Percival: A Reliable, Long-Term, Distributed Storage System Free of Fixed-Key Encryption
- Author(s): Frank, Joel Cameron
- Advisor(s): Long, Darrell
- et al.
Secret splitting has been shown to improve reliability, reduce the risk of insider threat, and remove the issues surrounding key management in distributed long-term datastores. However, to date there has been little or no adoption of this technique in production environments. When it has been implemented, it was done relying on fixed-key encryption for various parts of the system, e.g. during ingestion to maintain user privacy, or pre-indexing to facilitate searching since the inherent security of such a datastore normally precludes it from being directly searched without reassembling the data. Fixed-key encryption, unfortunately, is not well suited for long-term applications due to its introduction of a single point of compromise and failure as well as its key management issues. Furthermore, even if the data remains intact after a long period of time, since standard reconstruction methodologies rely upon external knowledge to perform the reconstruction, they will eventually fail. When they do, information loss is almost certain in applications of sufficient size to make reconstruction combinatorially prohibitive. The most recent method to mitigate this risk has a high runtime, and limits the inherent security of the secret-split datastore.

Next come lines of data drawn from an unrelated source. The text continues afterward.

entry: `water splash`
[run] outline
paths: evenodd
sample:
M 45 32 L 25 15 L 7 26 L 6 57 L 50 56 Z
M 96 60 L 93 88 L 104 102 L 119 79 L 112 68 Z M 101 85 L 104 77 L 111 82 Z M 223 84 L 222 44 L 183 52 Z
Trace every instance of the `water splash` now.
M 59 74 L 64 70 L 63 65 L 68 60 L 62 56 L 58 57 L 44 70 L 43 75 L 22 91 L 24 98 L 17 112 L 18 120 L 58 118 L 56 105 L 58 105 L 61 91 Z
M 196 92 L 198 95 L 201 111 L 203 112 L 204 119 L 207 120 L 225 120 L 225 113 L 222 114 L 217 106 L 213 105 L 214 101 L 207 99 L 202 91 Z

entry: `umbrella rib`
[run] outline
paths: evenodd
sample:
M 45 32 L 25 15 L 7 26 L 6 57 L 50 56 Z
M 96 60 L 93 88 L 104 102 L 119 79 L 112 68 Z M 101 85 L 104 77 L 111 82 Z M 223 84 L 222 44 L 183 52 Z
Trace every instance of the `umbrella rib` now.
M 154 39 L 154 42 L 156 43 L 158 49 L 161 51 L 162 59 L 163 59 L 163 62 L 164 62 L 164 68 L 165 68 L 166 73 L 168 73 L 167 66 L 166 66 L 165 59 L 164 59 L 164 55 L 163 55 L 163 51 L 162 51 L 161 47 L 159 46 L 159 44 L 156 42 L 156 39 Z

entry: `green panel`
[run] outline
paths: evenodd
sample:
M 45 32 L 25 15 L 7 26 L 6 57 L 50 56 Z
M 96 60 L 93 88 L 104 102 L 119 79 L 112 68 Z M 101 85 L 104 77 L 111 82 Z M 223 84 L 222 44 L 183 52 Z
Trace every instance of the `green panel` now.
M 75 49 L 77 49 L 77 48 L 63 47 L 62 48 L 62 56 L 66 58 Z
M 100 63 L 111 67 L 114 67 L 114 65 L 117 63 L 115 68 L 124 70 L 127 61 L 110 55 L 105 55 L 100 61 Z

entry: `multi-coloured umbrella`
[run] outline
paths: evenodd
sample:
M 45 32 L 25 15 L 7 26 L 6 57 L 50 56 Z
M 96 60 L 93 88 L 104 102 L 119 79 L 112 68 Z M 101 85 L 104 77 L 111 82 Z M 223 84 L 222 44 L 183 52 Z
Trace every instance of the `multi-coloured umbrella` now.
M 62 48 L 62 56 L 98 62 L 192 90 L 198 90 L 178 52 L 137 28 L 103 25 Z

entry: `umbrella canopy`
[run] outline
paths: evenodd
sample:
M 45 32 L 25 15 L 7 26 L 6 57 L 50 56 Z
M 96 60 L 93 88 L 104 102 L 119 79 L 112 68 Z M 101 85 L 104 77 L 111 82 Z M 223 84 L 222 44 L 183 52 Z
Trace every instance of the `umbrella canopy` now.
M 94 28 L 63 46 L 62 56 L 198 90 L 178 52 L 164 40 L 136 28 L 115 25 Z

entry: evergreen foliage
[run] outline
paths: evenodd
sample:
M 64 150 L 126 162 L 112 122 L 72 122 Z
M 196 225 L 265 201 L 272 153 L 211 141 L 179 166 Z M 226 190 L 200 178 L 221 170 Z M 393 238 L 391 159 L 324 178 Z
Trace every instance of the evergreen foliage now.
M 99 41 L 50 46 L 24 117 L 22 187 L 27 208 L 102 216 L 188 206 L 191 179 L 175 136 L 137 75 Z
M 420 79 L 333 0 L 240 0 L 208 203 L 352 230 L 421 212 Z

To address the need of a reliable, long-term, distributed storage system free of fixed-key encryption, we propose Percival: a novel system that enables searching a secret-split datastore, maintains information privacy, and does not rely on external information to ensure reconstruction remains feasible. It is built upon the knowledge gained from conducting an in-depth comparison of file migration activity on the mass storage system (MSS) at the National Center for Atmospheric Research (NCAR) during two periods, one in the early 1990s, and another nearly twenty years later. To accommodate real-world user access patterns, Percival allows one to search the secret-split data while both keeping the bulk of the work on each client and the data custodians blinded to both the contents of a query as well as its results. Furthermore, to ensure reconstruction is feasible for even very large secret-split datastores, we also present two novel disaster recovery methods that greatly reduce the number of reconstruction attempts required during reconstruction; this enables recovery of the original data, where previously the data would have been lost.